Lack of transparency and social participation undermine the fight against deforestation in Brazil
DOI:
https://doi.org/10.12854/erde-2022-605Keywords:
Amazon, data transparency, social participation, deforestation, environmental justiceAbstract
The Brazilian government wrapped up 2021 with a masquerade at COP26 (26th UN Climate Change Conference of the Parties): hiding PRODES (the annual Amazon deforestation report). After three years of denying and dismantling the public apparatus to fight Amazon deforestation, this is emblematic of how transparency and social participation have been neglected. Transparency of PRODES has been crucial to all initiatives against deforestation.

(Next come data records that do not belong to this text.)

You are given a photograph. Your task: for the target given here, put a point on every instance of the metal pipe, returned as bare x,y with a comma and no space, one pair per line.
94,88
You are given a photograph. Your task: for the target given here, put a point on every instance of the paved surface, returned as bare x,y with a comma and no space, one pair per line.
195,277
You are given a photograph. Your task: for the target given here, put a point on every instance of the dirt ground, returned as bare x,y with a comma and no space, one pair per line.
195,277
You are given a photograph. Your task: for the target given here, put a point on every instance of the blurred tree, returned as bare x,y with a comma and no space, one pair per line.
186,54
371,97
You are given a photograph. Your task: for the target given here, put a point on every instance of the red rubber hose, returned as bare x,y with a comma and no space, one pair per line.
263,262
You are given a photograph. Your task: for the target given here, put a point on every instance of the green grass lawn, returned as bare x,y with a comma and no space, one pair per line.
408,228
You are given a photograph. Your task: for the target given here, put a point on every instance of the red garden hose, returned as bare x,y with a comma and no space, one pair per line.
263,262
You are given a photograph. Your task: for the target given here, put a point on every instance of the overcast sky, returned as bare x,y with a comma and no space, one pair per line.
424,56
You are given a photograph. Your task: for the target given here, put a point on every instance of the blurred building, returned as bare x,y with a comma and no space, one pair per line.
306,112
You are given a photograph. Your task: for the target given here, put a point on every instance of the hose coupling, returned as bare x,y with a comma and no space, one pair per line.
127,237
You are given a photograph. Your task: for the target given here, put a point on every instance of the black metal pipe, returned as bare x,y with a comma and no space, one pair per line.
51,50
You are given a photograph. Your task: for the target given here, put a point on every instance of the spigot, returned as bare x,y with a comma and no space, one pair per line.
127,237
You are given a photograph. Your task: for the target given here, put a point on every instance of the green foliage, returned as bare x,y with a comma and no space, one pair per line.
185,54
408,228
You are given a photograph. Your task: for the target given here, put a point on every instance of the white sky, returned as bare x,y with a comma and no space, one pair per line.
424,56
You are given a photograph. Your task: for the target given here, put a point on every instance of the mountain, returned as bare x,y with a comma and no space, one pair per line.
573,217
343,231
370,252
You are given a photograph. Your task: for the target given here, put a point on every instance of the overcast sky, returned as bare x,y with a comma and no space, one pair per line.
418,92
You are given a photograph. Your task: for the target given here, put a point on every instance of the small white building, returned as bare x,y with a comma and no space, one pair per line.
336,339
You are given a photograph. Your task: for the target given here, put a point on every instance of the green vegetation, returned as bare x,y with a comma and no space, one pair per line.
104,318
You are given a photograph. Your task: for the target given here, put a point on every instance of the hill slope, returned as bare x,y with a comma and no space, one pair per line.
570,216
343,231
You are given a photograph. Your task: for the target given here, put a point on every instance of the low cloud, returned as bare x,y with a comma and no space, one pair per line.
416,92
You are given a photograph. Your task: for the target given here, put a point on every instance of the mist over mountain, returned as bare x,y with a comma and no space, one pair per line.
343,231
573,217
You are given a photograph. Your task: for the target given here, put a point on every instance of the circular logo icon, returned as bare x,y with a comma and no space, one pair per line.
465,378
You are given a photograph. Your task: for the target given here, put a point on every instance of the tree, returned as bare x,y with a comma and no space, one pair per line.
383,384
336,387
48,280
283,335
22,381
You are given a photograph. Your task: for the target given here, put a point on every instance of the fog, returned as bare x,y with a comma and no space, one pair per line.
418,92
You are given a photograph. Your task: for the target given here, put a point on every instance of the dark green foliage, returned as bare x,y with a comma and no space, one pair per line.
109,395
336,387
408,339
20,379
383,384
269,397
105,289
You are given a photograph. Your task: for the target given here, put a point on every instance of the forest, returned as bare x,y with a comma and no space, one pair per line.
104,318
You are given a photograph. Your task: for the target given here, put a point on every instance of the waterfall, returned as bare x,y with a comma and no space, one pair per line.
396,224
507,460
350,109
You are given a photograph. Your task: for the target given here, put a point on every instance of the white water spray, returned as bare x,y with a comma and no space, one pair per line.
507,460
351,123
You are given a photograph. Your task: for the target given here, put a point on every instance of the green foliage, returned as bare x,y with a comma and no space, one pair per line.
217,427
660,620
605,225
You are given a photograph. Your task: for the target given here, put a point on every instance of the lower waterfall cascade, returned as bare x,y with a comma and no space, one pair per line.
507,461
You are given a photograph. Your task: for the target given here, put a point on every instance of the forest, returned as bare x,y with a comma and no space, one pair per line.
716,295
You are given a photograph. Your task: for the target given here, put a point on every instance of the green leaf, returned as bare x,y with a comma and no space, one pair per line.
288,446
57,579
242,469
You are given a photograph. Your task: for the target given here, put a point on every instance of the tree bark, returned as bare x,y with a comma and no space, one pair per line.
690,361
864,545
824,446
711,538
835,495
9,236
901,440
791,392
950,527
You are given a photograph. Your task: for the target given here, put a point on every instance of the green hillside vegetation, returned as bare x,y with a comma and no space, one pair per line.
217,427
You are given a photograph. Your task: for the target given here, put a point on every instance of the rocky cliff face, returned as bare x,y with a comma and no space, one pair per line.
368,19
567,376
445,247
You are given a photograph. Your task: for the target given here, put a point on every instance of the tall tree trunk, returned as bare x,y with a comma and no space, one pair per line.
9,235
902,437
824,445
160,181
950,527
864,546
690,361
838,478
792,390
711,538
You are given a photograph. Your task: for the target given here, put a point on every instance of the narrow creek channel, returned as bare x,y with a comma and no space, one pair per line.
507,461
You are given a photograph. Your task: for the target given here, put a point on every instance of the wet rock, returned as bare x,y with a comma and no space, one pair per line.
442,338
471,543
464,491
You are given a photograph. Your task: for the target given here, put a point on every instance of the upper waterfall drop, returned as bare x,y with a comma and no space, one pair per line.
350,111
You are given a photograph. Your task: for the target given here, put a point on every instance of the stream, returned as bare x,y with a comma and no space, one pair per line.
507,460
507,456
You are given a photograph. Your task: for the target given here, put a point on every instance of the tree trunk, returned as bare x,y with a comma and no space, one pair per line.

Notwithstanding, the Brazilian government has not only worked to discredit PRODES, but limited access to other environmental data and decreed a ‘gag law’. Responses to requests of public data are largely unsatisfactory and information on deforestation permits (key to understanding the extent of legal and illegal deforestation) is either missing or incomplete. Social participation has been strongly limited after one-fifth of 22 national boards monitoring the public administration was extinct and almost half restructured. As an outcome, the Amazon Fund, the most important source of financial support against deforestation, was frozen. These systemic problems compromise the political struggle to combat Amazon deforestation and worsen the living conditions of those peoples protecting forests. Increasing transparency of environmental data through robust and reliable mechanisms, and ensuring social participation in the decision-making processes are crucial to halt deforestation and support Brazil’s role as an international player.